Beware of the shiny new things
Dear Editor:
Many Maine towns are not prepared for a shiny new thing to come along, promising tax relief and jobs; Wiscasset has two.
Both a data center and geothermal technologies are unlikely subjects in comprehensive planning, let alone towns' land use ordinances.
In the case of Wiscasset, two proposed projects are a spit away from a fault line that existed long before Maine Yankee promised free electricity. That shiny new thing lasted 25 years, leaving spent fuel rods in its wake.

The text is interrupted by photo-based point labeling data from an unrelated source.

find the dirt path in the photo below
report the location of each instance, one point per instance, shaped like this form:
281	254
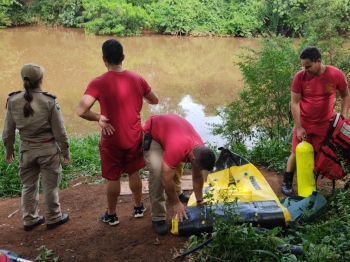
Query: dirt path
86	238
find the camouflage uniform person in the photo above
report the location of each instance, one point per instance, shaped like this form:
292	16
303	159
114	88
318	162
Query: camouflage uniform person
37	116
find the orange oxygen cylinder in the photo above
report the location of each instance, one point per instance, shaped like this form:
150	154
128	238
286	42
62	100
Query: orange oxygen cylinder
305	169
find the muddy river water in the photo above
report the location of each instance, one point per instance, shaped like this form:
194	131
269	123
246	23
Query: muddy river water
192	76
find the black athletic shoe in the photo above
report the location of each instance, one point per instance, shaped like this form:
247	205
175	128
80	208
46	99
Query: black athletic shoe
110	219
160	227
184	198
138	211
38	223
64	219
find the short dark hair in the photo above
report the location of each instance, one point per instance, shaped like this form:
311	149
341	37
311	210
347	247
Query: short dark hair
112	50
312	53
205	157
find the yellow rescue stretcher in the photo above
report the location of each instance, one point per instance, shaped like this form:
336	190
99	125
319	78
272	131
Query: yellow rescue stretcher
234	179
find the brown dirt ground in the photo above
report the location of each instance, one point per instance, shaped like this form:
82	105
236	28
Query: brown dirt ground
86	238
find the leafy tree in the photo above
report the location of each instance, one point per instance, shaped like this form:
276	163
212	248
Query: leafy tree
112	17
12	12
71	10
263	105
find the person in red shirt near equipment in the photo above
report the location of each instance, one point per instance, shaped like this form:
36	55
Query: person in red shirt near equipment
174	141
312	101
120	94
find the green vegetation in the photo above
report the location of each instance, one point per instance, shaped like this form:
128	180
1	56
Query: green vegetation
262	111
180	17
46	254
325	239
85	162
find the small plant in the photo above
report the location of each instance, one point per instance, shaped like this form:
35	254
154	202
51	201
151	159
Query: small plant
46	254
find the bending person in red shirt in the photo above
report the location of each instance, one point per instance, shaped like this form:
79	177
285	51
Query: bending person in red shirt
120	94
312	101
174	141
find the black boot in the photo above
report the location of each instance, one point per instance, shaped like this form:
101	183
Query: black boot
287	184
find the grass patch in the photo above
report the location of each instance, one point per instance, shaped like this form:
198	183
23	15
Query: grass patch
85	161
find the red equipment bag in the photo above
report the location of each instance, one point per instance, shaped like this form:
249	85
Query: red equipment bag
4	258
332	161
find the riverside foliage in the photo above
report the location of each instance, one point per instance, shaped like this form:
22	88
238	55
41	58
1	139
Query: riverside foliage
180	17
85	161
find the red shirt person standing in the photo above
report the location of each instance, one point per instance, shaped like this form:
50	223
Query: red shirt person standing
312	101
120	94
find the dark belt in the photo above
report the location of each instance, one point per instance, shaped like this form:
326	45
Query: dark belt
42	142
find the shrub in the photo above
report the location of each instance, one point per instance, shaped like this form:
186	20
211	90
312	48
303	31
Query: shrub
112	18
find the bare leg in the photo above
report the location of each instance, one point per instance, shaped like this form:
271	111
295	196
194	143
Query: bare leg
113	192
135	184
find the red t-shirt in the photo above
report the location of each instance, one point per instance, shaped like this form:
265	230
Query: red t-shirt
317	94
176	135
120	95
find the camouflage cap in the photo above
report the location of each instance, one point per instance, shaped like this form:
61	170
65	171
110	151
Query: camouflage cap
33	71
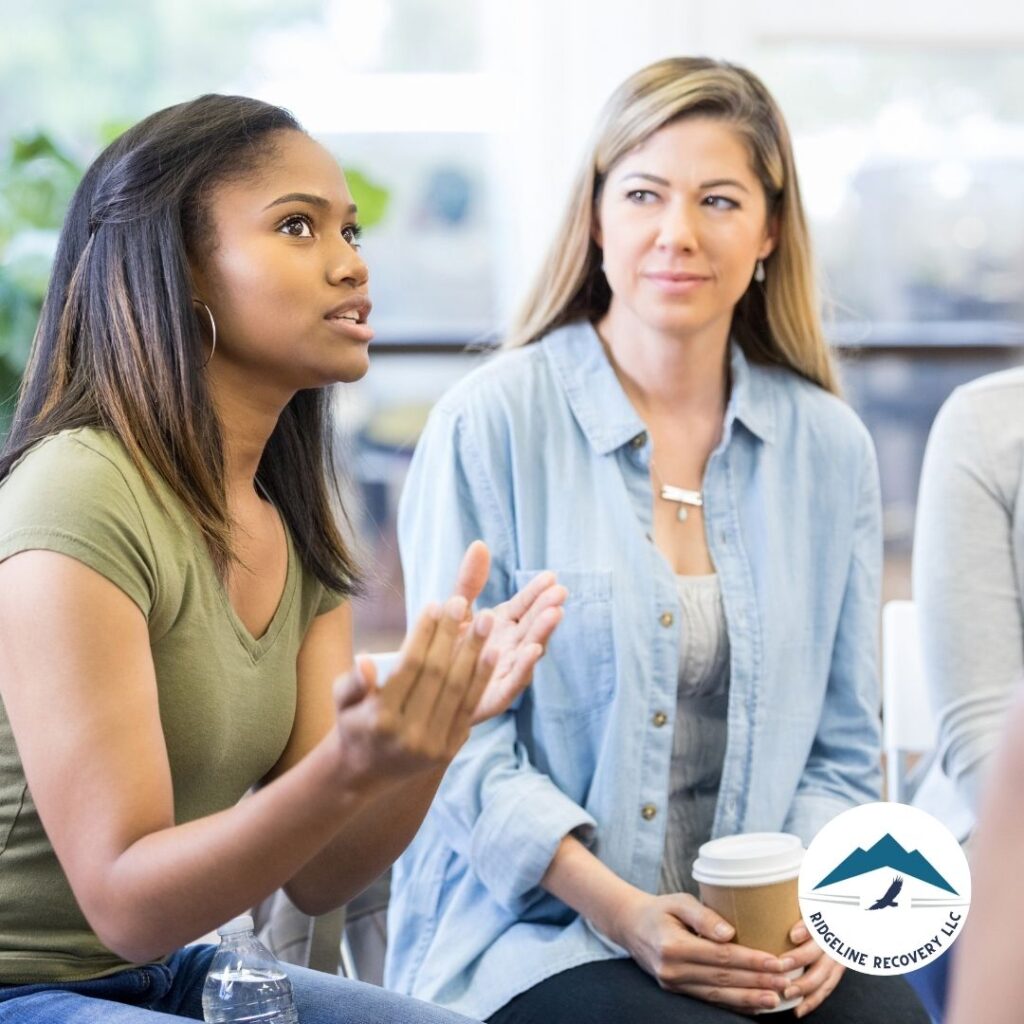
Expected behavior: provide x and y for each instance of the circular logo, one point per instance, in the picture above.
(885, 888)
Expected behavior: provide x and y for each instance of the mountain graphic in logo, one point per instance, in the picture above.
(886, 853)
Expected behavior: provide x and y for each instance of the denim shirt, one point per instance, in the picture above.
(541, 455)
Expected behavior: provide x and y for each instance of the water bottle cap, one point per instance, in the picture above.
(244, 923)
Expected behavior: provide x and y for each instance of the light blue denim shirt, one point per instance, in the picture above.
(541, 454)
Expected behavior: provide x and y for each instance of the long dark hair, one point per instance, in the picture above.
(120, 346)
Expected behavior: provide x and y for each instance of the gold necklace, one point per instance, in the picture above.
(683, 497)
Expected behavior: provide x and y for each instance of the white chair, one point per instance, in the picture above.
(908, 725)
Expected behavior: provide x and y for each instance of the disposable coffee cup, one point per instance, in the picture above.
(752, 882)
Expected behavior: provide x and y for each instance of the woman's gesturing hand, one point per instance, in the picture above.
(685, 947)
(523, 625)
(421, 717)
(821, 973)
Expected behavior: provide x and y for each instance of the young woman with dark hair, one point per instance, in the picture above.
(174, 620)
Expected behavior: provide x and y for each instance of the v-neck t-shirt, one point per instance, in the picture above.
(226, 698)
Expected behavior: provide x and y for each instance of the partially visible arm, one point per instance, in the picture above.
(987, 981)
(844, 765)
(966, 590)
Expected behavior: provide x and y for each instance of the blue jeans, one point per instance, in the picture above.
(173, 991)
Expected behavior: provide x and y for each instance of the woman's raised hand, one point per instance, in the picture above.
(421, 717)
(522, 626)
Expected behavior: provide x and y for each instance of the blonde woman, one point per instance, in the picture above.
(665, 431)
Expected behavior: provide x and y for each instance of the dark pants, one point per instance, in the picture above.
(620, 992)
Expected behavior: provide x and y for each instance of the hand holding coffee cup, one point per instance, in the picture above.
(751, 880)
(686, 948)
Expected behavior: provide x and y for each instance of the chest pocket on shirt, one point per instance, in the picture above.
(577, 676)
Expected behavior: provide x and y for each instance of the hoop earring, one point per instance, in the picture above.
(213, 329)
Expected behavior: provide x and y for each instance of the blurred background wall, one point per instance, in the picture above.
(460, 123)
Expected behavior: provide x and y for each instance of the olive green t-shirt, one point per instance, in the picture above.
(226, 698)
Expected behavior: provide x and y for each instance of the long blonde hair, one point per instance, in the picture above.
(776, 323)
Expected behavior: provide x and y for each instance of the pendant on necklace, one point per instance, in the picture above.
(683, 497)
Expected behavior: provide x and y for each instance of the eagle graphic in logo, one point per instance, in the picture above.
(889, 899)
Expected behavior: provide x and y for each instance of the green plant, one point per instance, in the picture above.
(37, 178)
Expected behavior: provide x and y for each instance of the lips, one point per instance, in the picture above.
(676, 276)
(353, 310)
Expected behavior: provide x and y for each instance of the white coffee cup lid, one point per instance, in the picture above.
(750, 859)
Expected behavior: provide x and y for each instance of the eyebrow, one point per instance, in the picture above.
(317, 201)
(714, 183)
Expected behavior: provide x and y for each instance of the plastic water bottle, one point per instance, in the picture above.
(246, 983)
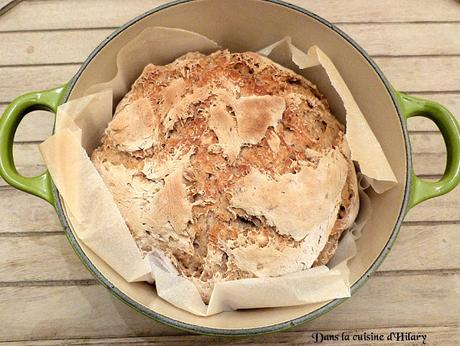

According to a Nuclear Regulatory Commission file, a fault line runs along the back river of the Sheepscot River, a stone's throw from Peregrine's proposed geothermal project that would poke the earth maybe a mile down. And then there's the data center, which requires an enormous amount of water and electricity, with potential to impact the temperature of the Sheepscot.
Familiarly known as the Robinhood Fault, this was the epicenter of a 1979 earthquake felt as far away as Portland, and announced by Walter Cronkite on national news (he pronounced Wiscasset wis-CASSETTE).
Risk analysis ought to be considered by all the towns who share the river, including Georgetown, Westport and Southport islands, Edgecomb and Boothbay, not just Wiscasset, whose website boasts the Sheepscot as its biggest asset.